The question is should the props have a cup or not. How much cup. What's the purpose of cupping? Who determines the best cup?

Please jump in if you have experience in this area or if you've researched this subject and have something to contribute.
 
When we had our props tuned, I simply told the shop a) what RPM we could make at WOT with "original" tuning, and b) what RPM we wanted to make at WOT+50.

I didn't need to know much of anything about cup... nor about diameter or pitch, for that matter.

-Chris
 
Thanks for the reply Chris. Were you satisfied with the result? Did they scan it before and after?
 
Yes, they did good. And yes, they gave me copies of details for both before and after.

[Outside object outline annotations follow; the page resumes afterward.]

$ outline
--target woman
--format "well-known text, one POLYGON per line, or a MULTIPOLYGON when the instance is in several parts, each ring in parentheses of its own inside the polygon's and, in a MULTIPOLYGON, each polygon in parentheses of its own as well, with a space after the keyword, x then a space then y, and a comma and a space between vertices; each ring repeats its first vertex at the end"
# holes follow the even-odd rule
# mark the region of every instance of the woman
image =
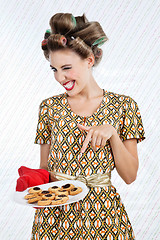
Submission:
POLYGON ((83 201, 36 210, 32 239, 135 239, 110 178, 116 168, 127 184, 136 179, 137 142, 144 139, 138 106, 101 89, 92 75, 107 41, 98 22, 58 13, 50 26, 42 49, 66 92, 40 105, 40 168, 50 171, 51 181, 79 175, 94 181, 83 201))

One thing I did NOT do when I was compiling target info, and will do next time, is to turn off the sync function for our engines/gears during my preparatory test runs

The new RPM results at WOT came out to be what I specified, but our load percentage at WOT is slightly different (port engine slightly lower). Next time I want to take load into account too, not just synced WOT.

-Chris
 
Not diesel experience, but it relates. The cup is there to essentially give you a "two-speed" prop; slightly less pitch that the empirical numbers would show so that you have better low-speed acceleration, then, at higher speeds when there's not as much slippage, the cups effectively throw more water as if you were running a higher pitch. Of course, the whole world's a compromise; the cupped props are not as efficient as a straight blade due to the turbulence induced, so you need to evaluate your needs before biting that bullet. If long-range cruise economy is your primary concern, go with straight-pitch props.
 
If you can get them to do it, in my experience most prop shops only want to know your current WOT RPM and work from there.
 
Can you not just substitute load for WOT? "I get X RPM at load Y; I want RPM Z at load Y."

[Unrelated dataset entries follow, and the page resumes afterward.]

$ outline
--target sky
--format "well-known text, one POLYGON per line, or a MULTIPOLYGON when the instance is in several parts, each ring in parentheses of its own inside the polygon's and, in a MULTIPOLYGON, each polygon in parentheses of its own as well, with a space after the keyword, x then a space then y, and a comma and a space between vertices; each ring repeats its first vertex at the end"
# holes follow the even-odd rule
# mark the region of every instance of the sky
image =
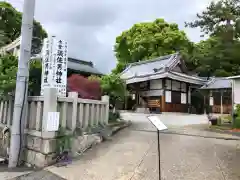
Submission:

If you can get them to do it, in my experience most prop shops only want to know your current WOT RPM and work from there.

I'd guess it might be just some arithmetic? "Give me Z more (or less) RPM than we get now."

??

I dunno if prop RPM is a dynamic curve or static straight line, though....

Seems lite it could be worth a discussion with the prop shop guys, describe the goal, see if they think it's a big deal or not... and if it is, maybe they'd suggest a way forward.

-Chris
 
Having researched this and gone through the same exercise as the OP a few years ago there really isn't a one size fits all formula. Some 480DB's achieve the recommended parameters with 28x28, 28x30, 28x31 etc.. He's just going to have to pick a 1" or 2" reduction and see what happens. Then you can tweak your RPM's in smaller increments using the cup.